OT: How much does software weigh? (was:What's a "ton" of JCL?)

2015-12-04 Thread Vernooij, CP (ITOPT1) - KLM
That's what NASA asked their programmers when designing the Apollo's. 
They answered: 'Nothing.'. 
'Really, we can hardly believe this.'. 
'It is true, we only use the holes in the punchcards.'

Kees.

-Original Message-
From: IBM Mainframe Discussion List [mailto:IBM-MAIN@LISTSERV.UA.EDU] On Behalf 
Of Ted MacNEIL
Sent: 04 December, 2015 6:33
To: IBM-MAIN@LISTSERV.UA.EDU
Subject: Re: OT: What's a "ton" of JCL?

Is that counting the weight of the boxes themselves?

-
-teD
-
  Original Message  
From: Thomas Kern
Sent: Friday, December 4, 2015 00:14
To: IBM-MAIN@LISTSERV.UA.EDU
Reply To: IBM Mainframe Discussion List
Subject: Re: OT: What's a "ton" of JCL?

Approximately 274905 cards.

2000 cards per box is about 14.55 lbs.
137.45 boxes per ton(2000lbs)

It is Friday now.

/Tom Kern

On 12/03/2015 22:40, Joel C. Ewing wrote:
> On 12/03/2015 12:16 PM, Paul Gilmartin wrote:
>> On Thu, 3 Dec 2015 10:43:38 -0600, Joel C. Ewing wrote:
>>> ... Because DOS/VS had native support for source and object
>>> libraries, those were kept online, but there was no decent native
>>> support to effectively submit production job JCL from libraries ...
>>>
>> Astonishing.
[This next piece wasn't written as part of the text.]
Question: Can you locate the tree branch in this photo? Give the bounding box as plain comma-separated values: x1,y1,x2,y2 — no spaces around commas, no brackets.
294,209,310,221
You could RYO editor but not RYO "SUBMIT".
> OLE' was envisioned and implemented by one person, James Stevens, the
> head of Tech Services at a time when it was a one or two man operation
> (I raised the body count to 3) -- he probably created OLE' as late night
> entertainment for his own convenience and benefit to make development of
> his Mini-Task on-line environment and other utilities less tedious. It
> went company-wide since it significantly improved the efficiency of 40+
> programmers versus fiddling with individual cards in a deck. JCL didn't
> get changed as much and Operator's time was considered less valuable;
> and since they only picked up the entire job deck and moved it around
> as a unit it wasn't that obvious that a significant amount of time would
> be saved by avoiding the use of decks for production JCL.
>
> OLE' did have the ability to submit jobs to DOS, but the interactive
> OLE' work areas assigned to individual users were each a pre-defined
> number of "pages" of 24 80-byte records and the total size of all areas
> was constrained by the capacity of a 3330. With those space constraints,
> the normal practice was to keep in one's OLE' area(s) only data actively
> being edited along with some shorter job streams used for testing and
> development. It would have been possible to submit a short batch job
> from OLE' to extract a production job stream from a source library and
> load it into part of the an OLE' area (as was done for source code
> editing), wait for that job to run, and then submit the production job
> from OLE'; but by the time an Operator had done that they could have
> already loaded a physical deck. There just didn't seem to be enough
> cost-benefit to justify converting JCL from cards to DASD until MVS
> changed the equation.
>>> ... and the
>>> company was averse to spending on "unneeded" additional software, so
>>> production JCL was created in OLE' but punched and kept on cards for use
>>> by Operations.
>>>
>> The supplies must have been cheap.
> My impression was that the volume of new cards was low enough to be a
> trivial cost compared to the cost of printer paper, and I never saw a
> card filing cabinet wear out. Maintenance on the card reader/punch
> became more of a nuisance and issue after the units aged at least a
> decade, but the cost of that was a minor part of the hardware
> maintenance contract.
>>> When we started DOS/VSE to MVS/XA migration in 1985, we were already
>>> running the maximum of four, shared-SPOOL DOS/VSE systems under VM ...
>>>
>> Was that limit imposed by VM or by the DOS/VSE shared spool? I'd
>> suspect the latter.
>>
>> -- gil
>>
> Definitely was not a VM limitation. DOS/VSE had a shared "lock" file to
> coordinate library and other inter-system sharing and that file could be
> shared by a maximum of four systems (and with four systems one did at
> times see performance problems with that drive). I can't remember at
> this point whether the SPOOLER ("POWER"), was limited to four systems
> for shared spool because it depended on the "lock" file or whether it
> had its own internal design limits as well.